E’ morto, dopo una lunga malattia, il cavaliere Luigi Manna, noto costruttore edile, molto attivo sulla scena cosentina e rendese fino all’alba degli anni Duemila. Personaggio vulcanico e poliedrico, ha fatto parte della folta schiera di “palazzinari” che ha costruito a Cosenza, Rende e comuni limitrofi nel corso degli anni Ottanta e Novanta e per diversi anni è stato consigliere comunale a Rende, sotto le insegne della Democrazia Cristiana, vicino alla corrente “Forze Nuove” dell’onorevole Vito Napoli, prima del “big bang” di Tangentopoli. Impossibile non ricordare la sua vivace dialettica e il suo inconfondibile tono di voce, spesso ironico e sarcastico nel commentare le vicende della politica. In molti lo definivano un galantuomo per i suoi modi comunque sempre garbati e raffinati.

Negli anni Ottanta si avvicinò anche al mondo del calcio e fece scalpore una sua conferenza stampa tesa a pubblicizzare il suo interesse per il Cosenza Calcio, nel periodo in cui il presidente era l’avvocato Carratelli. Ma il cavaliere Manna non andò mai oltre una piccola partecipazione societaria.

Dopo l’avvento di Berlusconi, Manna aveva sposato anima e corpo la sua causa e nel 2000 si era candidato nella lista di Forza Italia per il consiglio regionale in quota Tonino Gentile (senza essere eletto) e aveva fondato a Cosenza un circolo di Forza Italia intitolato al padre di Berlusconi, Luigi.

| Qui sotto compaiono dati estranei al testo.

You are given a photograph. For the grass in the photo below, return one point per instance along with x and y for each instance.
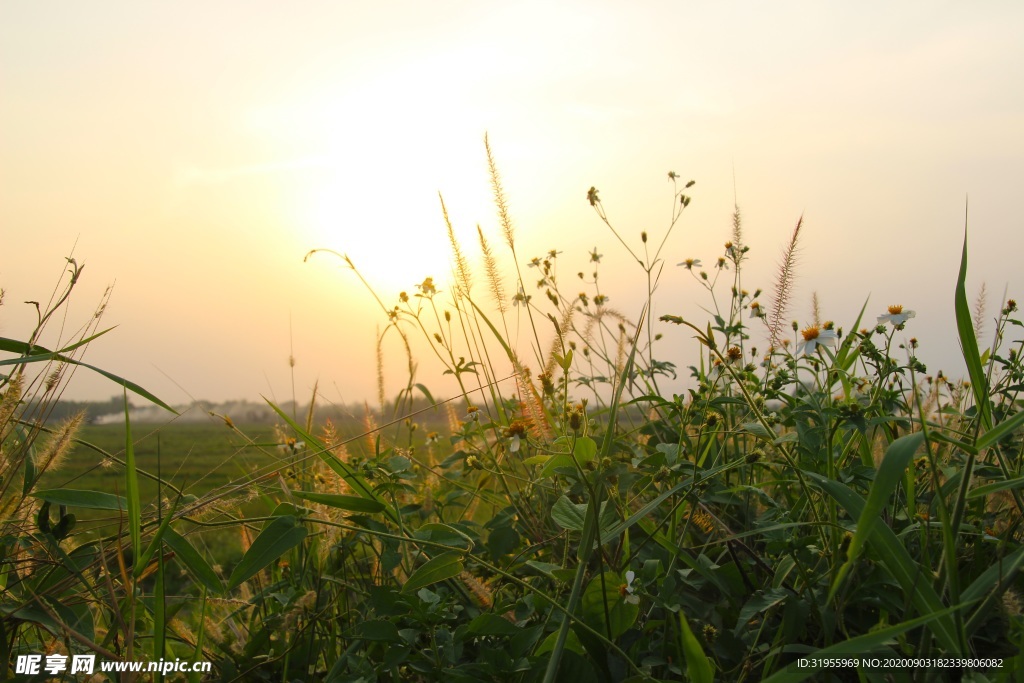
(815, 493)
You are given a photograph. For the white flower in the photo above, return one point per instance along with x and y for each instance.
(814, 336)
(626, 590)
(896, 315)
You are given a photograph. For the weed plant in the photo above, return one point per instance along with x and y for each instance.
(563, 517)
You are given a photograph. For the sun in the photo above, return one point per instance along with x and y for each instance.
(383, 167)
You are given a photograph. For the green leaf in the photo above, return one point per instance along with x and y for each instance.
(869, 642)
(131, 486)
(276, 539)
(426, 392)
(969, 344)
(443, 534)
(90, 500)
(349, 503)
(492, 625)
(31, 353)
(380, 631)
(1008, 484)
(895, 558)
(194, 562)
(445, 565)
(889, 475)
(604, 590)
(698, 667)
(572, 516)
(155, 542)
(357, 483)
(568, 514)
(1000, 430)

Il cavaliere Manna aveva poi appoggiato l’ascesa del figlio Rolando, che ha realizzato a Rende il complesso “Metropolis”, centro commerciale con annessi alloggi, che è diventato uno dei fulcri dell’area urbana bruzia. Rolando, dopo un paio di esperimenti da editore (il giornale “La Provincia cosentina” e la testata tv “Metrosat”) e la tentazione della politica con il centrodestra, ha deciso di lasciare la Calabria. Venduta la società proprietaria del centro commerciale al colosso immobiliare “Henderson Global Investor”, Manna junior si è trasferito a Roma, “dove – racconta il sito del gruppo di cui è presidente – ha scelto di concentrare le energie per lo sviluppo e la crescita delle aziende”.

Il cavaliere invece era rimasto nella sua residenza cosentina, dove si è spento circondato dall’affetto dei suoi cari. I funerali saranno celebrati domani lunedì 2 luglio alle ore 16 nella chiesa della Madonna di Loreto.